Yeni diziler: Threesome, New Girl, Episodes, Wilfred (Wilfred yeni miydi, 2. sezon mu bitti yoksa, aman neyse). Biz bu sene bir de the Sarah Silverman Program’a başladık, onu da 3. sezonun ardından 2010’da bitirmişler, çok bile (yanlış anlaşılmasın, seviyoruz kendisini, programını ama… yeter yahu o kadarı). Raising Hope seyretmeye başladık, Earl’ü iptal edip de niye buna tamam demişler, onu anlayamadık (başlarda ortanın üstü, iyi, vaatkar başlıyor, iyi de gidiyor ama çok çabuk tüketiyor yakıtı. Halbuki Martha Plimpton’la Garret Dillahunt (imiş adı, gittim baktım da yazdım wiki’den) ne kadar süper oyun koyuyorlar. Geçtiğimiz hafta aklıma şu sahne geldiydi de 4 saat düşünmüştüm nerede vardı diye: Marlee Matlin’in canlandırdığı sağır-dilsiz avukat yıllarca uğraşıp didinip konuşmayı becermiştir ama işte müvekkili olan mahluklar onun her ağzını açışında gülmekten yerlere yatarlar… sonrasında hatırladım tabii: My Name is Earl’ün Joy’u idi. My Name is Earl white trash olayını sonuna kadar kullanıyordu, ileriye de gidiyordu ama Raising Hope artık moronluk mertebesinde ilerliyor bu aralar…
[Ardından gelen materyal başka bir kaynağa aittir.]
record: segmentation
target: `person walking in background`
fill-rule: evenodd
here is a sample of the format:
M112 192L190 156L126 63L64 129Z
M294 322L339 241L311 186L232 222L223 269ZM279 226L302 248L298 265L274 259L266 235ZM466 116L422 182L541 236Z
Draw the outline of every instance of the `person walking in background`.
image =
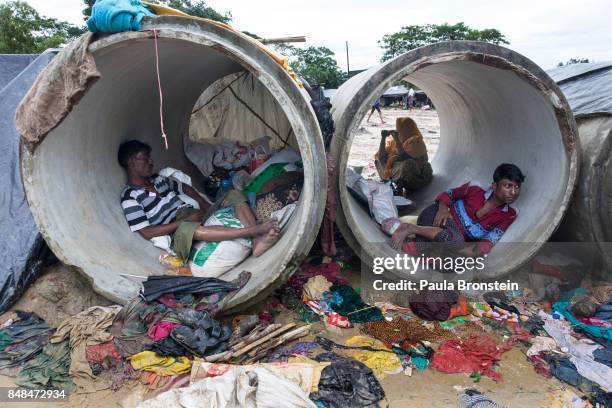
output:
M406 109L410 110L414 106L414 88L408 90L408 98L406 99Z
M380 110L380 98L376 99L376 101L374 102L374 105L372 105L372 110L370 111L370 115L368 116L368 119L366 120L367 123L370 123L370 118L372 117L372 114L374 113L374 111L378 111L378 116L380 116L380 122L384 125L385 120L383 119L382 111Z

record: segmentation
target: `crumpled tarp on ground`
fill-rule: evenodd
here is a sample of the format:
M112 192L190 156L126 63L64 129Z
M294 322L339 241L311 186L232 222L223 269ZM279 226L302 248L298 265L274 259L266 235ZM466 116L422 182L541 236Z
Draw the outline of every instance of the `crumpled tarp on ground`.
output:
M365 364L330 352L319 354L315 360L332 364L321 373L319 391L310 394L313 401L326 408L373 408L385 398L385 391Z
M57 54L19 104L15 125L31 150L100 78L94 57L87 50L93 38L92 33L85 33Z
M138 408L315 408L299 386L265 368L234 370L172 389L141 402Z
M232 292L240 286L217 278L200 278L197 276L149 276L142 283L141 296L147 302L155 300L165 293L192 293L201 296L219 292Z
M87 346L105 343L113 339L106 329L111 326L120 306L94 306L64 320L51 337L51 343L66 339L70 342L70 377L77 385L77 392L96 392L109 388L110 384L97 381L87 362Z

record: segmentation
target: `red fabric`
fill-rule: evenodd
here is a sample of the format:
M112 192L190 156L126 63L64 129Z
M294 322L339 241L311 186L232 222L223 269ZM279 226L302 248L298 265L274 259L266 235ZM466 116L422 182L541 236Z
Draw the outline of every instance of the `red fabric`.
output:
M591 326L605 327L606 329L612 329L612 322L607 320L598 319L596 317L583 317L576 316L576 319L584 324L590 324Z
M479 371L498 381L501 374L493 370L493 365L511 347L511 343L498 346L490 336L473 334L465 341L457 339L443 343L435 352L431 366L443 373L470 374Z
M170 335L172 329L174 329L178 325L178 323L171 322L155 323L153 326L149 327L147 335L155 341L165 339Z
M510 207L509 205L503 205L494 208L485 214L484 217L478 219L476 217L476 211L480 210L486 202L485 190L479 186L470 185L469 182L457 188L453 188L449 191L438 194L436 201L444 203L450 208L450 213L453 220L459 227L466 241L469 241L469 236L461 223L461 219L455 211L455 207L453 206L453 203L457 200L463 200L465 210L470 218L473 221L478 222L488 231L492 230L493 228L499 228L502 231L506 231L516 218L516 211L514 208ZM491 251L491 248L493 248L493 244L490 241L481 240L478 241L478 247L482 252L488 253Z
M327 201L319 235L321 250L327 256L334 256L337 252L334 241L334 221L338 206L337 178L336 164L331 157L327 157Z
M561 281L565 280L563 270L561 270L561 268L558 266L546 265L538 261L533 261L531 269L533 273L552 276L553 278L557 278Z
M304 285L308 281L308 279L313 276L322 275L328 281L337 284L346 284L347 280L342 277L342 267L338 265L336 262L324 263L317 266L313 266L310 264L303 264L300 266L300 271L294 274L291 279L289 279L288 285L291 286L296 293L299 293L298 296L301 296L302 289Z
M104 360L121 360L121 354L117 351L113 341L88 346L85 349L85 359L89 364L100 364Z
M166 293L157 298L157 301L164 306L168 306L171 309L176 308L176 300L174 300L174 294Z
M545 355L546 355L546 352L543 351L539 354L529 356L527 357L527 359L529 360L531 364L533 364L533 369L535 370L536 373L546 378L552 378L552 374L550 373L550 367L548 363L546 362L546 360L544 360Z

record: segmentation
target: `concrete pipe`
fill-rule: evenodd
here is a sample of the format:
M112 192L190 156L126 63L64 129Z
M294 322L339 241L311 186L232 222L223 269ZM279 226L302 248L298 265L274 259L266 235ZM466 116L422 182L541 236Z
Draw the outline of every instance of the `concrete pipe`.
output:
M440 120L440 147L432 161L434 179L414 196L419 206L416 214L450 187L470 180L490 185L493 170L502 162L515 163L526 174L514 205L520 211L517 220L489 254L486 269L474 277L511 272L557 228L574 189L578 141L563 94L525 57L469 41L412 50L342 85L332 98L336 133L330 149L340 169L337 224L366 265L375 257L394 257L397 252L348 194L345 169L355 131L366 112L401 79L425 91Z
M612 270L612 62L576 64L554 69L549 74L574 112L581 150L576 193L555 239L592 243L609 277Z
M145 19L143 30L159 35L164 91L165 150L160 137L159 96L151 32L102 37L89 49L102 78L73 111L37 146L22 148L22 172L32 213L53 252L79 268L97 292L117 302L137 294L140 280L122 274L160 275L160 250L131 233L119 205L126 181L117 163L122 141L142 139L153 148L157 167L194 176L183 152L194 103L212 83L248 71L282 107L304 164L297 211L281 240L259 258L248 258L222 278L243 271L252 277L227 305L247 305L280 285L285 266L307 253L323 218L326 167L323 140L305 91L264 51L241 35L205 21L180 17Z

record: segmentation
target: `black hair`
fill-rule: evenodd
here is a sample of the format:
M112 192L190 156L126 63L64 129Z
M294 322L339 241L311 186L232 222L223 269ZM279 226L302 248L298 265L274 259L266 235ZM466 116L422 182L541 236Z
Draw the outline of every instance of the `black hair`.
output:
M119 146L119 152L117 153L119 165L127 170L128 160L140 152L151 153L151 146L139 140L130 140L121 143Z
M525 181L525 175L521 172L518 166L511 163L502 163L493 172L493 181L499 182L502 179L514 181L515 183L522 184Z

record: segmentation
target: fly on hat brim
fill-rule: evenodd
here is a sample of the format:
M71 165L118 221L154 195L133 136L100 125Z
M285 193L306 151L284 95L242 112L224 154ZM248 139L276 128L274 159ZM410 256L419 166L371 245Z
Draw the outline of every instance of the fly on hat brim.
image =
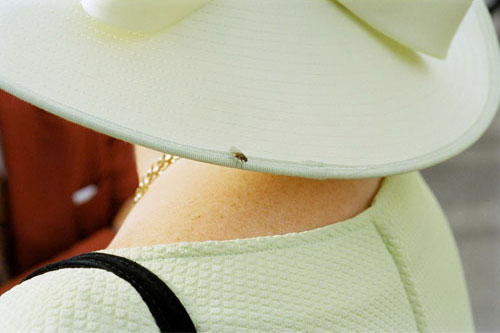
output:
M362 178L477 140L500 60L481 0L2 0L0 88L194 160Z

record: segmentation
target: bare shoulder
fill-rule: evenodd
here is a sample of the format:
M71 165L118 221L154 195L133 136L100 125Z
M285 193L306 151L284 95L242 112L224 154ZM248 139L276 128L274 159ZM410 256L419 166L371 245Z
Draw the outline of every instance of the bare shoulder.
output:
M110 248L319 228L368 208L380 181L321 181L180 160L132 209Z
Threesome ile Episodes’a (bir de Wilfred’a) yukarıdaki Free Agents’ı bağladığımız bağlantıda değinmişiz, New Girl’ü atlamışız niyeyse azıcık bir değinmeyle. Halbuki bu yılın en iyi çıkış yapan dizisi (it’s jess). Gerçi Zooey Deschanel’i arzu nesnesi‘nden şu bizim şaşkın ördek mertebesine indirdi ama olsun. Bir de pilotla dizi arasında arap oğlanı kaybettiler ya, o biraz battı (bana). Dizi iyi ama çok kolay dağılabiliyor yan zevzekliklere. HIMYM’ın ilk sezonlarının şeysi var (geist) tavsiye edering ama siz biliyorsunuzdur zati (o-hoooo!).
böyle durduğuna bakmayın (ki bu duruşu da tercih sebebidir aslında), hakikaten Katy Perry’ye benziyor
Bu sene bir de çok uçurmayan fakat hayli yaratıcı bir dizimiz vardı, Dee’nin tavsiyelediği: Web Therapy (her therapy yazışımda, irlandalı canavarlarımın sayesinde sonuna bir de soru işareti eklemek geliyor içimden ama therapy var, therapy? var sonuçta, değil mi efenim?). Lisa Kudrow, zaman mekan ve kadro üçlemesinden mürekkep bütçe sorunsalına hakikaten nefis bir konuyla gayet alternatif bir çözüm getirmiş idi. Öyle ahım şahım bayılarak izlemesek de, izlemeden de edemedik, hele son bölümlerde kopuyorsunuz, kopmamak elde değil. Onu demişken, 30 rock yeni sezonuyla da poffidi poff (Alec Baldwin bu sezon gidiyormuş temelli olarak televizyondan), House izlemedik hiç (bu sezon son sezonuymuş, he mi?), tBBT’nin de işte 100. bölümünü Neslihancığım sobeledi, bir de genel kanı da iyi yöndeydi, indirdik, seyredeceğizdir büyük ihtimalle belki yarın, belki yarından da yakın. Onun dışında Leverage, Hustle ve bol bol Castle vardı kendini ciddiye almadığından ötürü eğlencelik diziler kuşağında (tabii bu kuşağın kralı Psych gene gönül telimizin tepelerinde endam eyliyordu, onlar da artık yorulmuş olsalar da). Mike & Molly’de Molly ile Mike’ın annesini seyretmediğimiz bir diziye (mesela tBBT yahut Glee) postalasalar ve Carl’ın sahnelerini 10’la çarpsalar ne kadar iyi olacak. Modern Family’ye de devam ettik, her bölümde en az bir kere güldük ama o da ciyuvvvv boom yörüngesinde. Ben Bengü ile Ece’nin yokluğunda Fringe’e başladım, gene Sui’den tavsiye ile Warehouse 13’e baktım. Fringe’ı bu sezon bitireceklermiş (deyyolar), Warehouse 13 de çok önemli bir gerekçe olmadıkça seyredilmiyor.
Özetle diyeceğim odur ki, Community bitmesin ama onlar da silkinip kendilerine gelsinler porfi.